Und es eilt fast immer. Wer vors Sozialgericht zieht, hat keine Rücklagen. Das Hartz-IV-System will es so, dass Leistungen nur bezieht, wer zuvor sein gesetzlich nicht geschütztes Vermögen aufgebraucht hat. Wenn nun Waschmaschine und Kühlschrank gleichzeitig den Geist aufgeben, dann fehlt das finanzielle Polster. Dann sagt die Arge zwar: Nach der Erstausstattung müssen Haushaltsgeräte aus dem Regelsatz finanziert werden. Doch die Praxis sagt: Das kann kein Mensch. Und Richterin Gudat hat wieder eine grüne Akte mehr auf dem Schreibtisch, auf der ein „Eilt“-Vermerk klebt. Denn einen Kühlschrank braucht auch ein Hartz-IV-Empfänger zum Leben.

Mehr als ein Drittel aller Hartz-IV-Verfahren, die im vergangenen Jahr am Sozialgericht Lübeck eingereicht wurden, waren Eilverfahren. „Das sind Akten, die bei uns nicht kalt werden“, sagt Gerichtsdirektor Heinz-Dieter Klingauf. Viele Verfahren werden am Schreibtisch innerhalb weniger Stunden abgehandelt, Erörterungstermine auf Zuruf mit den Amtsvertretern anberaumt. „Spätestens nach zwei Monaten sind die Eilverfahren vom Tisch“, sagt Klingauf.

Die Kehrseite: Vor lauter Eilsachen droht an den Sozialgerichten alles andere liegen zu bleiben. Das Lübecker Sozialgericht etwa wurde von neun auf 16 Richterstellen aufgestockt. Trotzdem warten in Lübeck bereits einige Hundert Hartz-IV-Klagen aufs Hauptverfahren, weil immer wieder Eilsachen die Richter blockieren. Und das Gericht hat neben Hartz-IV-Verfahren auch noch andere Aufgaben.

Justizministerium unterschätzte Lage dramatisch

Das Ausmaß der Klagewelle wurde von den deutschen Justizministerien dramatisch unterschätzt. Das Gesetz war neu, es gab keine Rechtsprechung, und viele Detailfragen waren ungeklärt. In den ersten Monaten mit Hartz IV im Jahr 2005, erinnert sich Richterin Gudat, „haben wir den ganzen Tag nur Beschlüsse verfasst.“

In der ersten Welle ging es um die Frage, wer überhaupt hilfsbedürftig ist, um Bedarfsgemeinschaften und fehlerhafte Bescheide. Nach einem halben Jahr folgte die zweite Welle, in der Hartz-IV-Empfänger aufgefordert wurden, aus ihren zu teuren Wohnungen auszuziehen. Die dritte Welle brachten die Sanktionen gegen Leistungsempfänger, die sich nicht an Meldeauflagen hielten oder keine Anstrengungen zur Suche eines Arbeitsplatzes unternahmen.

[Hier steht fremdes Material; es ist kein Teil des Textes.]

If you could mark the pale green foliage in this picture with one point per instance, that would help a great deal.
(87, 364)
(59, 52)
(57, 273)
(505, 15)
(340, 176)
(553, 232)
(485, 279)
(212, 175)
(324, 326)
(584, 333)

Anfangs glaubte man noch, die Lage würde sich nach anfänglichen Wirren lichten. Doch jede Nachbesserung des Gesetzgebers brachte neuen Klärungsbedarf. Das Ganze wurde noch verworrener und undurchsichtiger und ermutigte die Leute noch mehr dazu, vor Gericht zu gehen. In Schleswig-Holstein, wo ursprünglich alle Verfahren zentral am Sozialgericht Schleswig erledigt werden sollten, stürzt sich mit Kiel demnächst das vierte und letzte Sozialgericht des Bundeslandes ins Hartz-IV-Geschehen. Die Verfahrenszahl hat sich in den vergangenen zwei Jahren verdoppelt, ein Ende des Zuwachses ist nicht absehbar.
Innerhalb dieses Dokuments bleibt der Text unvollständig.